Google and Citi commit $110m to GIP-backed wind farm

The California wind farm is being developed by Terra-Gen Power, an energy developer owned by ArcLight Capital and Global Infrastructure Partners. The project currently has 720 megawatts of installed capacity, and aims to generate a total of 1550 megawatts of power.

Google and Citi have committed $110 million to a large-scale California wind farm being built by Terra-Gen Power, a renewable energy developer backed by Global Infrastructure Partners (GIP).

Citi and Google have each committed $55 million to the wind farm, called the Alta Wind Energy Centre. The financing is structured as a leveraged lease, meaning that Citi and Google will purchase projects at the start of their commercial operations and then lease them back to Terra-Gen under long-term agreements, according to a statement.
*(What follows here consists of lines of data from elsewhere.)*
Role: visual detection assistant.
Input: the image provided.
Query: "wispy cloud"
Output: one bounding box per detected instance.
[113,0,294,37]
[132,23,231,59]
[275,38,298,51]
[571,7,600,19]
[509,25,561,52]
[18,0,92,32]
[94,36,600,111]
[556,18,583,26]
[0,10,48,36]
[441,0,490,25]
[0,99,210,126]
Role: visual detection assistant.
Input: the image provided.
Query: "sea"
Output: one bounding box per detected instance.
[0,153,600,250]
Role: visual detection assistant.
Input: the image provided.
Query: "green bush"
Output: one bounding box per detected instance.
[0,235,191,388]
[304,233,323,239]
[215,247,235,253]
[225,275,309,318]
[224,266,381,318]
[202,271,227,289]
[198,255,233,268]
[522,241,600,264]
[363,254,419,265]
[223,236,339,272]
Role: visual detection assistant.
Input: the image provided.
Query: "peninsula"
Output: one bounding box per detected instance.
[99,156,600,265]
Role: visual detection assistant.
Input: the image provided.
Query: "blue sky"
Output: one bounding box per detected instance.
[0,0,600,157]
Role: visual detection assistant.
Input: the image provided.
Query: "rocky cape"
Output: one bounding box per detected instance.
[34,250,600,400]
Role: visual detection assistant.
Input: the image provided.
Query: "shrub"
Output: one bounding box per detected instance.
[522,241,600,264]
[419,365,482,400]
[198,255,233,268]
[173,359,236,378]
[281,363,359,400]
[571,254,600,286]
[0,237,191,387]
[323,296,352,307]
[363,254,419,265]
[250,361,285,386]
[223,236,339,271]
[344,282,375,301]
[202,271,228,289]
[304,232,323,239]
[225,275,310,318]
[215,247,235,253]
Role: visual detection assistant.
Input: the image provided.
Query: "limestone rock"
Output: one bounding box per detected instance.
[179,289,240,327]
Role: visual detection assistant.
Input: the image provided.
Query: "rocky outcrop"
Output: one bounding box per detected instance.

The Alta Wind Energy Centre aims to have enough capacity to power 450,000 US homes. The project currently has installed capacity of 720 megawatts and Terra-Gen plans to add another 300 megawatts by the end of the year.  All of the farm’s projected 1,550 megawatt capacity will be supplied to utility Southern California Edison under a power purchase agreement signed in 2006.

GIP is a co-owner of Terra-Gen with  Boston-based energy investor ArcLight Capital Partners. GIP acquired a 40 percent stake in Terra-Gen from ArcLight in 2009. GIP's bought its stake in Terra-Gen in the form of convertible preferred shares with possibility of converting them to equity when the wind energy projects became fully operational.

In addition to wind power, Terra-Gen develops solar and geothermal energy projects in the Western US.  The company has projects with capacity of 5,000 megawatts  under development, according to a statement.

Google said that, following this investment, it will have committed $400 million to clean energy. The Mountain View, California-based internet and technology giant recently made a $168 million commitment to the Ivanpah Solar Project in California, which is being built by BrightSource Energy, a developer backed by the California State Teachers’ Retirement System, Morgan Stanley, Chevron and others. 

Google also recently made its first investment in European clean energy, committing €3.5 million to acquire a 49 percent stake in a solar energy project in Brandenburg, Germany from Hamburg-based private equity firm Capital Stage.

The investments are part of Google’s “going green” initiative, a set of steps the company is taking to “build a more sustainable future”, according to its official blog.